Mr Whitehead agreed that clinical trials summary reports should be made available for new and existing medicines, but said that methods to do this are still being finalised. He also clarified that the ABPI is against a wholesale “data dump” of trial study reports for current treatments, as advocated by AllTrials. Instead, it has opted to wait until the European Medicines Agency makes recommendations on the mechanics of releasing trial data, due later this year.

The ABPI position is that companies would rather spend time developing new medicines than going through millions of pages of data from historic trials. It also says that the potential publication of full trial results raises concerns over data privacy relating to the preservation of patient anonymity and the protection of commercially confidential information.

Following the debate, the ABPI announced more rigorous measures to boost compliance with the data transparency elements in its code of practice. The code requires companies to register a trial within 21 days of the fi rst patient being admitted and post the results within one year of marketing authorisation. However, with this process not fully monitored to date, the ABPI says that an independent provider will now be appointed to police it, and a new best practice toolkit will be available later this year.

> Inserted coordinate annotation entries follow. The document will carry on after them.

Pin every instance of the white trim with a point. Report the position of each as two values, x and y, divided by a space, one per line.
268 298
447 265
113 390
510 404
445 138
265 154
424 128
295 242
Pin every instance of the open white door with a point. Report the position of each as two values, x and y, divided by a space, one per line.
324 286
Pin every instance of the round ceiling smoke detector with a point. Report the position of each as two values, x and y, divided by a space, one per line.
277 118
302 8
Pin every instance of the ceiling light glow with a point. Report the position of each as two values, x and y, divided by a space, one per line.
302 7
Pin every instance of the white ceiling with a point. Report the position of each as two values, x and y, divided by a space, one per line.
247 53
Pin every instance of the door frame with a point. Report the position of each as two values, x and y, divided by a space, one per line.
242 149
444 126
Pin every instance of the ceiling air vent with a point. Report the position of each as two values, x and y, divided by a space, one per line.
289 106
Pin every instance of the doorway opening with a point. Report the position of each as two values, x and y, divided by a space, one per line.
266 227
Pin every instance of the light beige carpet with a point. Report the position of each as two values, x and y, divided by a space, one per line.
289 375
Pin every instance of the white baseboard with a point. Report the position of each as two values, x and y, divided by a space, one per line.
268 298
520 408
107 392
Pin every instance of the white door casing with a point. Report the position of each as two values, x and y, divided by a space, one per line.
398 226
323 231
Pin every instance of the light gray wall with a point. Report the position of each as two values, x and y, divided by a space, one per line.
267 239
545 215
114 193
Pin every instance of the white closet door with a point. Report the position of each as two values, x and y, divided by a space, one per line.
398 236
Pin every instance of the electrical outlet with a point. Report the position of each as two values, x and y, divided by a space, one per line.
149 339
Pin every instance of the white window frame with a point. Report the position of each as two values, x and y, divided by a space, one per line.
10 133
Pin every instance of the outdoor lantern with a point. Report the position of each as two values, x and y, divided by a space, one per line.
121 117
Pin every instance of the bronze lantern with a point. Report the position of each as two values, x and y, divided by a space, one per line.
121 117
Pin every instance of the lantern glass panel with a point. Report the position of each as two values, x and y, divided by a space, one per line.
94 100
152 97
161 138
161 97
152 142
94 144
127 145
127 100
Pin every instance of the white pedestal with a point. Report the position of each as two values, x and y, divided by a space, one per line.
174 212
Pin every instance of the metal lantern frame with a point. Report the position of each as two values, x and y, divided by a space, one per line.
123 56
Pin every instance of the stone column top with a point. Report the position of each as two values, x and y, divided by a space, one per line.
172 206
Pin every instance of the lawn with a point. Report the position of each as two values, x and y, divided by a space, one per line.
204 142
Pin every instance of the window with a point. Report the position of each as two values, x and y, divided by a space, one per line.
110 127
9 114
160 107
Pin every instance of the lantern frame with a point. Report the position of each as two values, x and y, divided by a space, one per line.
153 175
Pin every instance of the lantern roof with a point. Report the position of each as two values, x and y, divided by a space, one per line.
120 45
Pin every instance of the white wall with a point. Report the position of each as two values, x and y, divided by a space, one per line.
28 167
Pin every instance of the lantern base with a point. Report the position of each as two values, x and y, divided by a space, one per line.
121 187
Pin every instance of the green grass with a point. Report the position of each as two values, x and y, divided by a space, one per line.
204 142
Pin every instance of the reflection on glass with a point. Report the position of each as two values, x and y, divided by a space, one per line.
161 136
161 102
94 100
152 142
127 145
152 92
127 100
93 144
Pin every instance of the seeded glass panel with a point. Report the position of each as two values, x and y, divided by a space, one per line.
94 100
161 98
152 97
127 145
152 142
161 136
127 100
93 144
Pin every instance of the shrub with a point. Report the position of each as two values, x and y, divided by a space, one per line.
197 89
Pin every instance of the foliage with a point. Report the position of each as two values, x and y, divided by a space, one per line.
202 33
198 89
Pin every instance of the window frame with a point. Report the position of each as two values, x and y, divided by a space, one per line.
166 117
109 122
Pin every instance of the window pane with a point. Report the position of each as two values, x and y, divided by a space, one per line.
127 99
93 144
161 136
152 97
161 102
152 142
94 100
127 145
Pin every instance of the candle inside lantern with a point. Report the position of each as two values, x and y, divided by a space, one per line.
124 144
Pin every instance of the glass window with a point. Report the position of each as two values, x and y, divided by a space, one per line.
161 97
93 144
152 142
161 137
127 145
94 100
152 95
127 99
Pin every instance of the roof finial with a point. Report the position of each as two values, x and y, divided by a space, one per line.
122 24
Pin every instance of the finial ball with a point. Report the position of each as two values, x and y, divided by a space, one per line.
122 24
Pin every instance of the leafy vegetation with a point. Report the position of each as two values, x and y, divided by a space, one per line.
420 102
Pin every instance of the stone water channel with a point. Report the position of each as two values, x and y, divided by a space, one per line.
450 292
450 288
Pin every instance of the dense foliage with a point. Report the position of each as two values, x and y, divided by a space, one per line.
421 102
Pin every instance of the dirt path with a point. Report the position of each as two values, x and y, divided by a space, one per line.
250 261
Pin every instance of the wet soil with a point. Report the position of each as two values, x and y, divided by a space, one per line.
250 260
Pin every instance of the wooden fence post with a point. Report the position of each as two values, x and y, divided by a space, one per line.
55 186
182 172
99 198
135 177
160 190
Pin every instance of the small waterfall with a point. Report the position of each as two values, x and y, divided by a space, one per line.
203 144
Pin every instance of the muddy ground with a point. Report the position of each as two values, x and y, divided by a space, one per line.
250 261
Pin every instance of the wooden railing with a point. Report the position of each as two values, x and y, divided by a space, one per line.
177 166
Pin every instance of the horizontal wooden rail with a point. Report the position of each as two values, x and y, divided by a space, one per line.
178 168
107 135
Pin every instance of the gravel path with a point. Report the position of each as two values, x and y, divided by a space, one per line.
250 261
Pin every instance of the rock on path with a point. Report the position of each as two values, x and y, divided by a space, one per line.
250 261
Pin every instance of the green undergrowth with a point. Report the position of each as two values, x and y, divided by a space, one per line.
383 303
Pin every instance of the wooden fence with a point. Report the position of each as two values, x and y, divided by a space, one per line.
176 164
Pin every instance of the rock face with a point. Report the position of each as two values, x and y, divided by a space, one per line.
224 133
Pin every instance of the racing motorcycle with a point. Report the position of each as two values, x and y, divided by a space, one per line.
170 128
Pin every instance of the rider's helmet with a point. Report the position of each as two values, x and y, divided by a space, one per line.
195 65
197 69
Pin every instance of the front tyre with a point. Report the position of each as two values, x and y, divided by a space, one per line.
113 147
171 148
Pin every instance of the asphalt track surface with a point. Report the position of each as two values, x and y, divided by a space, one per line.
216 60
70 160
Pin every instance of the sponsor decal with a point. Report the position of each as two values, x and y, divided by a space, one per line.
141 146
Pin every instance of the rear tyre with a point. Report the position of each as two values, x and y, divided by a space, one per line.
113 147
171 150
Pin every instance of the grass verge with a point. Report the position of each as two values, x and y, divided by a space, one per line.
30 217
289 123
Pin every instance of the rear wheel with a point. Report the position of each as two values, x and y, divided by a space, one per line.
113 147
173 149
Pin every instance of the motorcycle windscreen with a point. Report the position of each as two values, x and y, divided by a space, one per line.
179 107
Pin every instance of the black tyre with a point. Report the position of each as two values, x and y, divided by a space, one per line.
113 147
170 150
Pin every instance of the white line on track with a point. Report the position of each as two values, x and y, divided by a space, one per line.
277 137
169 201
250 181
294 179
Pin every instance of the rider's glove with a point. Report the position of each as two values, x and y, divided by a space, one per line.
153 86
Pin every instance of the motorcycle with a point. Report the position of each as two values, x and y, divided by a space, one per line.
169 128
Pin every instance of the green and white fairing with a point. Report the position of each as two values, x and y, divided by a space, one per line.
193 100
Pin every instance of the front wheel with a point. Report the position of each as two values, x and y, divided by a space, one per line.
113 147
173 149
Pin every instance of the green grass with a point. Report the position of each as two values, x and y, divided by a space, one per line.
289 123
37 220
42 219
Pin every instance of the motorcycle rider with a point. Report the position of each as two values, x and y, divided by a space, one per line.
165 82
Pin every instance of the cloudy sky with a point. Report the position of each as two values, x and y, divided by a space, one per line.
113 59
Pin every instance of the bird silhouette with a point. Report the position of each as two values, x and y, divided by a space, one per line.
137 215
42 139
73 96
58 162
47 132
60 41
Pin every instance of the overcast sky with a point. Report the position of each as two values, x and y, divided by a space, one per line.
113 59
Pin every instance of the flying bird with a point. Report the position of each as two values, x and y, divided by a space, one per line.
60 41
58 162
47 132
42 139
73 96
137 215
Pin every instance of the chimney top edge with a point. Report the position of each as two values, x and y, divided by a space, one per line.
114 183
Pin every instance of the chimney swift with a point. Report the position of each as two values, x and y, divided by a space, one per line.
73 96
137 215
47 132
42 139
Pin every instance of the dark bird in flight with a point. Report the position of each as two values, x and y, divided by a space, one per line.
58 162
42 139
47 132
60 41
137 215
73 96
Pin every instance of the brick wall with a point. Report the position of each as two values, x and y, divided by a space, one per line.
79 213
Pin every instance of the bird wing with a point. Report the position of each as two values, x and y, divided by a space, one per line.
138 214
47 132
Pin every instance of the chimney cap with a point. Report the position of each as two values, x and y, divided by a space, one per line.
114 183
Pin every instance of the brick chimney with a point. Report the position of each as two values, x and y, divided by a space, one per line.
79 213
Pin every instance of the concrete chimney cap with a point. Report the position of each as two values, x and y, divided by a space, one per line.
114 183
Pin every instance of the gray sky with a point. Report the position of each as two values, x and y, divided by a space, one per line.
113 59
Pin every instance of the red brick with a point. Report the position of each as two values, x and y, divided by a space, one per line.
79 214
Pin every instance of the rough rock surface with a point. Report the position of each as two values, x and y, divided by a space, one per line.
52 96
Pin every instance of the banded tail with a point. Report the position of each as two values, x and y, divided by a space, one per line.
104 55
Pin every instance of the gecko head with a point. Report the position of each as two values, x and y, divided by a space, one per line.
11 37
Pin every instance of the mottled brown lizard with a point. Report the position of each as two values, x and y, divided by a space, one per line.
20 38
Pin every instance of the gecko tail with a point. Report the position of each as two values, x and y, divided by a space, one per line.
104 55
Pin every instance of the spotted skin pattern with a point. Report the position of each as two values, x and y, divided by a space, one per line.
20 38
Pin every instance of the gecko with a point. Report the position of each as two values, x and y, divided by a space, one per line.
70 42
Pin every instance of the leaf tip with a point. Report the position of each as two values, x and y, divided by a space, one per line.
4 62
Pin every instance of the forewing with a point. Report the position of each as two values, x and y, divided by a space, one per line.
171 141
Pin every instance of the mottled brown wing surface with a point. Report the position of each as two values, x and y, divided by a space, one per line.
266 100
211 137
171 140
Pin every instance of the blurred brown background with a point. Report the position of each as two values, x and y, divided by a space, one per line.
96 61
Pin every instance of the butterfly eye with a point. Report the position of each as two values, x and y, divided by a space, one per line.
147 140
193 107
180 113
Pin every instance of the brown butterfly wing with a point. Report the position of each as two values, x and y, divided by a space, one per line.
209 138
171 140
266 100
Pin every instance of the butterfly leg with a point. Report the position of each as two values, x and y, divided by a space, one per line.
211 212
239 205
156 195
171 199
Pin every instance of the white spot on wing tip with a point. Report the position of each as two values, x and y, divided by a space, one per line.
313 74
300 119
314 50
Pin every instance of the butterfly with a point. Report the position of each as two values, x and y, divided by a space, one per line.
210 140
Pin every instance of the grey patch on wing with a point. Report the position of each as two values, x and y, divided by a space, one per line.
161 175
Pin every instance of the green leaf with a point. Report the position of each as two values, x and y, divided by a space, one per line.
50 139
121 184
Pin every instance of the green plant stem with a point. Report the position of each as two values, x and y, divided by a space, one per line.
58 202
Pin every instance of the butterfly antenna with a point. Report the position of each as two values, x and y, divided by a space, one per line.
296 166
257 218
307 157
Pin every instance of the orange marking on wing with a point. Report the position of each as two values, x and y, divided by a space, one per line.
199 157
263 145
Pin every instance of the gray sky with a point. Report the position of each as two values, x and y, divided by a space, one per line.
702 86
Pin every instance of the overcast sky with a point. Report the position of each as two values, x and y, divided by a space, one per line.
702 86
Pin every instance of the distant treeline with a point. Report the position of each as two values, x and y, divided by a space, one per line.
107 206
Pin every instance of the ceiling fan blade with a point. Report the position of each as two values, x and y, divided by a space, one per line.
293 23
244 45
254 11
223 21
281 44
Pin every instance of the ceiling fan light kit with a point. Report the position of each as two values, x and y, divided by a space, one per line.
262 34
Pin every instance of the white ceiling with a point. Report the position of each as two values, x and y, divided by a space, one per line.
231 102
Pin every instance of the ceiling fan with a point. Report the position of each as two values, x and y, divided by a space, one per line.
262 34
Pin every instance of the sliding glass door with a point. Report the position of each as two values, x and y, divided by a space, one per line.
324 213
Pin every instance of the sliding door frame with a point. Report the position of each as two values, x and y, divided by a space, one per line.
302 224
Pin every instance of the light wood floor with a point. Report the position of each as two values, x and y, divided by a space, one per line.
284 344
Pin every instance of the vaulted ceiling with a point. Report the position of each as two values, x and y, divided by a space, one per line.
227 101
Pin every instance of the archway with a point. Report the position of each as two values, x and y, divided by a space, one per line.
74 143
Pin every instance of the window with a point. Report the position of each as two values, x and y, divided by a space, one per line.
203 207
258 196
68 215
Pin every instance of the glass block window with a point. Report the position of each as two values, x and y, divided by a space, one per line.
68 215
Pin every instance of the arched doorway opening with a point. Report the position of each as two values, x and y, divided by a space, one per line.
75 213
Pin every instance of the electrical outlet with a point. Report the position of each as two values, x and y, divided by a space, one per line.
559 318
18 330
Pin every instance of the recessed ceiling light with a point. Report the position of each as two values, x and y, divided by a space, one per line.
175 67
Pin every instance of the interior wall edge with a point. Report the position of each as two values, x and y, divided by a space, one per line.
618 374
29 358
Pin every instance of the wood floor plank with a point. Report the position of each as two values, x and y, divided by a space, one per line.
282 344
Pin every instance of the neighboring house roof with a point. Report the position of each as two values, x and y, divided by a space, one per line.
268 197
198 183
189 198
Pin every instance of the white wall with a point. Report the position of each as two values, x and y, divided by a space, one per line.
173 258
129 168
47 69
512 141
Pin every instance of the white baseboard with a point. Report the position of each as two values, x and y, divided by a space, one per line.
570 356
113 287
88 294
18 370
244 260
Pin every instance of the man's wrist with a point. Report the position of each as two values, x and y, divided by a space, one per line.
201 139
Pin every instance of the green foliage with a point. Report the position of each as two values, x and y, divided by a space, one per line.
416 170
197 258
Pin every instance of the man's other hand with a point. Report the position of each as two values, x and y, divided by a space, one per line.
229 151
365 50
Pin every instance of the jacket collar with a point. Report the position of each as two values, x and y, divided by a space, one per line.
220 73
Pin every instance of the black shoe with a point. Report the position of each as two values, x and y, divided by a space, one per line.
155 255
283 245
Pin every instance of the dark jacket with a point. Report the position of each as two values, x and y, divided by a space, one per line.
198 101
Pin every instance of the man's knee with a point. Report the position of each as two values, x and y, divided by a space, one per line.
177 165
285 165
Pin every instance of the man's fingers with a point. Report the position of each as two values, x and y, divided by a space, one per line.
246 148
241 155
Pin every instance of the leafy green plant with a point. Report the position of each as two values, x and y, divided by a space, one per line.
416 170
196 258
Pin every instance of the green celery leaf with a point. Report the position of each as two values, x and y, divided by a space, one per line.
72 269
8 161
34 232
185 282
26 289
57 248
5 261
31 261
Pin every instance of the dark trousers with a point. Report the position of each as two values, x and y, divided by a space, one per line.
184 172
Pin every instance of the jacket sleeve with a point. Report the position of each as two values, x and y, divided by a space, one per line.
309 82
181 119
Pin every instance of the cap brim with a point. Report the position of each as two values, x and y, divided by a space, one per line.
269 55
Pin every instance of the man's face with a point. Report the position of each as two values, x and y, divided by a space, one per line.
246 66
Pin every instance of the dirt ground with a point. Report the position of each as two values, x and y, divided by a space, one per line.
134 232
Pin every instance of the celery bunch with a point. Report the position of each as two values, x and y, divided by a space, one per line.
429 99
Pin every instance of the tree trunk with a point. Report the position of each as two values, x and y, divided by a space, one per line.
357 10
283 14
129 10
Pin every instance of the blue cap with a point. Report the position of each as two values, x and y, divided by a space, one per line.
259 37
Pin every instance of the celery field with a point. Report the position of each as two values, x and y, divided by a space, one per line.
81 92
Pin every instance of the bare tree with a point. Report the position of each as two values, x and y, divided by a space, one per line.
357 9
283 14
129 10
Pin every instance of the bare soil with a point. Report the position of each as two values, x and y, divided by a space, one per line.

Mr Whitehead also said we should not forget the massive positive contribution made by the industry. “Yes, there are examples of bad practice in pharma, but this is not the norm,” he said, concluding that the work of ‘good pharma’ – including the development of vaccines, better treatments for dementia, meningitis and cancers, and new drug approvals – shows that medicine is not broken in the UK or globally.

Wake-Up Call

Wherever you stand on the issue, it is clear that the debate over trial data transparency is here to stay. Dr Goldacre’s campaign has kick-started a discussion that may yet prove a wake-up call for pharma, perhaps helping to increase trust in medicines and ultimately improve life-saving treatments and patient compliance. And yet the industry is sensibly cautious about rushing towards a future without fi rst considering the impact of change. As one audience member at the debate commented: “The industry is slowly getting its act together, so let’s shout about the good stuff, while rooting out the bad.”